Grateful for my plate-full

The biggest disease today is not leprosy or tuberculosis, but rather, the feeling of being unwanted.
-Mother Theresa

I jogged across the Harbour Bridge into the city this morning and passed a homeless man asleep on a bench. Homeless in Sydney? Yes, you’ll be shocked at the numbers. It slips under our radar – their unseen faces and unheard voices. Drug problems? Kicked out of their homes? Debt? I don’t know the reasons. But for the entire run, my head was filled with images of millions living below the poverty line back home in Bombay...

There is no welfare system in India. If you don’t have a job or home, you’re on the streets. Or on the trains, or under flyovers, or outside glitzy shopping malls... Totally at the mercy of the elements and dependent on those better off than you.
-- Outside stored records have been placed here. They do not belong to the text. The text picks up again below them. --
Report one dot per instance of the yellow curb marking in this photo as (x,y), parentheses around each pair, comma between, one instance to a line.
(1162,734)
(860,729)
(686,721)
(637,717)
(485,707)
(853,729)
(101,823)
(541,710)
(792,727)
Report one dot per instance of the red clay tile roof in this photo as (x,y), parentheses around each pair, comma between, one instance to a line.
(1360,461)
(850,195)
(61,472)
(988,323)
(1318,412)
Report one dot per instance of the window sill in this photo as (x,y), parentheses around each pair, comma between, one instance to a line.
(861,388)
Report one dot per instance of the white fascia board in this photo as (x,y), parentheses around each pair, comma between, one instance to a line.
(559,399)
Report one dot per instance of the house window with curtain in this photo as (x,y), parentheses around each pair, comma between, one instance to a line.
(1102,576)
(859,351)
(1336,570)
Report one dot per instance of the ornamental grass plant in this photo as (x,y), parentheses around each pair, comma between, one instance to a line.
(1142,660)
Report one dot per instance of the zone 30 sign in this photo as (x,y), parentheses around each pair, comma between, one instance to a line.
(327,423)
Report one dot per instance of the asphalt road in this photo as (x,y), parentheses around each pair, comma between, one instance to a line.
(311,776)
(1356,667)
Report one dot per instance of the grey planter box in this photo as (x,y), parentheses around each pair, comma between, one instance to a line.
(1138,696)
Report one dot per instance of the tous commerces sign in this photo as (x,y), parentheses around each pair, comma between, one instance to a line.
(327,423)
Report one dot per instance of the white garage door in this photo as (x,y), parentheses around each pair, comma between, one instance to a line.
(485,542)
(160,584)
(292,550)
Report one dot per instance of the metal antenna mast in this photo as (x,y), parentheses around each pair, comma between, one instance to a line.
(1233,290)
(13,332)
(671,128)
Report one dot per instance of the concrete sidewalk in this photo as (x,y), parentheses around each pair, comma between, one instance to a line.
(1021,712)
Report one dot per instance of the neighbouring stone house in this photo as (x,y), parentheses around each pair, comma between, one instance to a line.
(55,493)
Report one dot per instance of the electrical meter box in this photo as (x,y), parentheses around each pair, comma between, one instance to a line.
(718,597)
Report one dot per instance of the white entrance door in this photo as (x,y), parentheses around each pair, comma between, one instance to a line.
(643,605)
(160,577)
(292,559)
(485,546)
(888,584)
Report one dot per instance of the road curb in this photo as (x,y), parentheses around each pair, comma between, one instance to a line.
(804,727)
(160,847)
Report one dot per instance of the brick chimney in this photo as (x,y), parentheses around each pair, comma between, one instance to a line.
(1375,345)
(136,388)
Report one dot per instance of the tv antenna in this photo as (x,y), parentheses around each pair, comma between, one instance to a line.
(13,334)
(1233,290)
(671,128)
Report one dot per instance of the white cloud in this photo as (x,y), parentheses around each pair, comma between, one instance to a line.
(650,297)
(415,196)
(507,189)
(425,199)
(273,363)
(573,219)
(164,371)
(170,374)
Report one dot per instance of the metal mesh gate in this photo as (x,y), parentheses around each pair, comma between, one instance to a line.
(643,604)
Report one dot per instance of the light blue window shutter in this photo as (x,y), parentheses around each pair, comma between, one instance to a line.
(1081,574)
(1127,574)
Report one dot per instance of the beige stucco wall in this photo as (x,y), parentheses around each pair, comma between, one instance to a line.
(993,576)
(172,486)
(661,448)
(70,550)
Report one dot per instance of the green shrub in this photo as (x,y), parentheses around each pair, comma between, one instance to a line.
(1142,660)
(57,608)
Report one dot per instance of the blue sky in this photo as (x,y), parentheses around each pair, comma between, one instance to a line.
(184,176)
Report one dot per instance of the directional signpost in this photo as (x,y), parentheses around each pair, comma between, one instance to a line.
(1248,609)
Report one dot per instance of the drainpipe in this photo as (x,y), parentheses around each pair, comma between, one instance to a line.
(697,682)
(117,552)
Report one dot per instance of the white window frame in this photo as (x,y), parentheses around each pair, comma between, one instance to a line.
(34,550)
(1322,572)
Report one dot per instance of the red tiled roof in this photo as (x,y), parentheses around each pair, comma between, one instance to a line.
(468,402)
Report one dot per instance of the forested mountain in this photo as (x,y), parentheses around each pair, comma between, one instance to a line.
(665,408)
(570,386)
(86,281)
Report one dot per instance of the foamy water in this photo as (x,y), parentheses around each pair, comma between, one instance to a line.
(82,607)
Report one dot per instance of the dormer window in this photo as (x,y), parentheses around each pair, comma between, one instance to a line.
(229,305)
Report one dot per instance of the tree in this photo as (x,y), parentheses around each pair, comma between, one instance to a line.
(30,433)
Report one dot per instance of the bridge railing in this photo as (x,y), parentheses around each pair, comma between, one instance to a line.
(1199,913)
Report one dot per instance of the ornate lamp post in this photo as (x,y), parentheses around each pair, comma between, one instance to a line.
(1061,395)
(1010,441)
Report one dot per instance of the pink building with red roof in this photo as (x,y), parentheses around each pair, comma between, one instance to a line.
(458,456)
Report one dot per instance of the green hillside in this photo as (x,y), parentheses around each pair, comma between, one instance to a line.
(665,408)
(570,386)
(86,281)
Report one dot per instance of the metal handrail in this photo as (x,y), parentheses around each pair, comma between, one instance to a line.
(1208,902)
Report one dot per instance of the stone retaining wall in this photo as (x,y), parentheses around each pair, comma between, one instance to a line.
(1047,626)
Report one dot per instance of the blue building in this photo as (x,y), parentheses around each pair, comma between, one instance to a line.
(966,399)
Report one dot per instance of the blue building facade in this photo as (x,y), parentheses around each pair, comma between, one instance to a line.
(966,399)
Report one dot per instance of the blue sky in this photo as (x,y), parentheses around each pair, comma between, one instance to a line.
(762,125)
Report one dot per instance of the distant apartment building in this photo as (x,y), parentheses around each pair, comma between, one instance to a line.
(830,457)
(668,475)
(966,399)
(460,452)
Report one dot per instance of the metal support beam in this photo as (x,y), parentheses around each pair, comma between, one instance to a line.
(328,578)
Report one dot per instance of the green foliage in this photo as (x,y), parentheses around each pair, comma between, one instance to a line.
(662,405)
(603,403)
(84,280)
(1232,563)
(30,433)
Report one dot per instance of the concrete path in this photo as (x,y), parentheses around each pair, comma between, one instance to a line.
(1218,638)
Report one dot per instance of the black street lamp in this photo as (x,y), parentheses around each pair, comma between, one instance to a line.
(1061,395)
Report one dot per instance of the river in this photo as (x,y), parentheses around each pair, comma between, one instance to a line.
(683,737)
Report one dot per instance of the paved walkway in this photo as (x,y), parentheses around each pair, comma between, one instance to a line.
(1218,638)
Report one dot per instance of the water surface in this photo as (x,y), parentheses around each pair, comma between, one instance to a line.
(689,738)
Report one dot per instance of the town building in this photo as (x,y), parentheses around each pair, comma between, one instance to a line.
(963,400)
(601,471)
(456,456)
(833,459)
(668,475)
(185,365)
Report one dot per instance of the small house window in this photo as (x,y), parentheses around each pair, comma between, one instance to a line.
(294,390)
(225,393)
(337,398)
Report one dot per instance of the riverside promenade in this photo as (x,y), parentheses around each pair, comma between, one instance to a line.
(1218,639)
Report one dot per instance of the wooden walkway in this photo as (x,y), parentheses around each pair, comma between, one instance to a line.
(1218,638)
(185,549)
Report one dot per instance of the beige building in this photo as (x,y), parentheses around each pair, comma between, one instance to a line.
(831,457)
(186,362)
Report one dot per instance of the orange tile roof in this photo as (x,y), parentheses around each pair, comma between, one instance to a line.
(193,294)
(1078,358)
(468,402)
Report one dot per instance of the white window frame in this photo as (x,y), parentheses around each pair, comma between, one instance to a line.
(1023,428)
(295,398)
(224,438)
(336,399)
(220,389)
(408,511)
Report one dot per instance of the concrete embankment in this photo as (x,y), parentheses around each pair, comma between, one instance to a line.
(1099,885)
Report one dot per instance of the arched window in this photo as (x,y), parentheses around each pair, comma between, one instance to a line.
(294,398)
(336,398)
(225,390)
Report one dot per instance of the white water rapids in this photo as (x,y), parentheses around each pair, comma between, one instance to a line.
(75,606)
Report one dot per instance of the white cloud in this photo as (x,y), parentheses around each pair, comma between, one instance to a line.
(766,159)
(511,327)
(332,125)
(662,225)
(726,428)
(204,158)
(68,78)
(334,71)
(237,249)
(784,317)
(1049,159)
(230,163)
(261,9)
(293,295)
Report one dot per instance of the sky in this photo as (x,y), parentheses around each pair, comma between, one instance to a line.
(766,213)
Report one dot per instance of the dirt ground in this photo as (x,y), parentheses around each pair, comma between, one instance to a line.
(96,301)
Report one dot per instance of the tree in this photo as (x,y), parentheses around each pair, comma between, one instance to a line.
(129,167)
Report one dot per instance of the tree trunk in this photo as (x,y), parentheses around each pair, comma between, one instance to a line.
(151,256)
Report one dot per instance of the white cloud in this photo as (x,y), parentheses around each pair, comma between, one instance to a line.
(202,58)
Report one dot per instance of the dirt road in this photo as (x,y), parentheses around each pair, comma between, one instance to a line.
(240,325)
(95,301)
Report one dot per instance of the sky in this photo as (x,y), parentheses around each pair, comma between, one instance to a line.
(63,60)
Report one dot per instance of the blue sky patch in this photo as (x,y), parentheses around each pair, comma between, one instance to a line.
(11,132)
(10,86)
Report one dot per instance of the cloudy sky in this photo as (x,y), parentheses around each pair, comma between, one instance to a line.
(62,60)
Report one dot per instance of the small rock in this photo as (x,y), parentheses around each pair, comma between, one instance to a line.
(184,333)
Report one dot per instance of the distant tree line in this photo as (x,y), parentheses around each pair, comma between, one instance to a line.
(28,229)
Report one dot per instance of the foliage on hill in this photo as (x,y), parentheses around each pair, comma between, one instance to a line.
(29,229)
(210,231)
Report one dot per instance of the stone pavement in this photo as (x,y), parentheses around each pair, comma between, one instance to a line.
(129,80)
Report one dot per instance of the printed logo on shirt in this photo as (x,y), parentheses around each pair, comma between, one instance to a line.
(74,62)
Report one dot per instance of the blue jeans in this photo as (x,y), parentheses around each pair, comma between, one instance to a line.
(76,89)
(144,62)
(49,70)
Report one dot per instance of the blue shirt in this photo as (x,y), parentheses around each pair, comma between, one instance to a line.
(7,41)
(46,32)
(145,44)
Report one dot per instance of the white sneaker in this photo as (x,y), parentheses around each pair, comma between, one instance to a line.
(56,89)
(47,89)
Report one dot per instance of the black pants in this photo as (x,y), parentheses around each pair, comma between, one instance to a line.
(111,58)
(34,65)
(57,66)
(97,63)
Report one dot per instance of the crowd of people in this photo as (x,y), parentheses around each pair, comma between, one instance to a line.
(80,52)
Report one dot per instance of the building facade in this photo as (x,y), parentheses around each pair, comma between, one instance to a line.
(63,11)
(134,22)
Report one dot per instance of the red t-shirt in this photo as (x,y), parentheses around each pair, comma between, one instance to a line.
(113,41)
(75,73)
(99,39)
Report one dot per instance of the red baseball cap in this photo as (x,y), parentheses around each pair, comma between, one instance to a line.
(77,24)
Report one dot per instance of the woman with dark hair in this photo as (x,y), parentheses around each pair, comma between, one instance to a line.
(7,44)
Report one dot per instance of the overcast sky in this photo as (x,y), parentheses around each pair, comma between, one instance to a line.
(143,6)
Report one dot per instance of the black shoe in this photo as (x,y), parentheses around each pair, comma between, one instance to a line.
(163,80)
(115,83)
You don’t know where your next meal is coming from or if you’ll find a cardboard box to construct a make-shift ‘home’ for the night.

On the other hand, if you belong to the general public, you had better develop a tough hide. A shield to safeguard your emotions. So that you don’t become a quivering mass at sight of a ragged woman with an emaciated newborn at the breast. So that you don’t dissolve into tears when a streetkid scrubs your car windscreen at a traffic light to earn a few rupees. So that you don’t baulk when you see a beggar whose open sores are covered with flies. It’s a necessary coping mechanism or else you would be having a mental breakdown every single day.

Another incident occurred when I was a teen. A little beggar girl and her even tinier brother used to walk around our neighbourhood every Saturday, singing Bollywood hits at the top of their voices. Grubby faces, torn clothes, bare feet. We often gave them food. One Saturday, I presented them with two pairs of slippers, very chuffed at my initiative. The following Saturday they turned up as usual - sans slippers! "What happened?" I asked. “Didi (Sister),” she explained in Hindi, “If we wear our slippers, no one will give us any money.”
Very depressing, isn’t it? But this post is not about doom and gloom. I’m hoping it makes you realise how much you have. And to be grateful for your blessings – no matter how simple, no matter how small.
Did anything happen today that makes you feel thankful? Since I’ve brought up the topic, I’ll go first:
 *I’m grateful that I had taken our raincoats and the pram cover to school today or else we would have been drenched!
*I’m grateful for leftover quiche – it meant I didn’t have to cook dinner.
*I’m grateful to B for giving the kids their baths and washing their hair.

1 comment:

  1. Having travelled in India and the sub-continent, it is a shock to see such poverty and the extremes of the haves and have-nots. You do have to harden to it because I agree, you'd be a blubbering mess everyday, afraid to step outside. You'd think you were fine when a child would press a baby to you who was in such a terrible condition you wondered if it would live out the day. Tears at your heart! Other times I gave bananas to begging children who threw them back at me - bloody foreigner they were probably thinking, money talks!
    I'm thankful everyday for my family's health. I'm thankful that the kids go to bed easily, that indy loves school - so many things to be thankful for.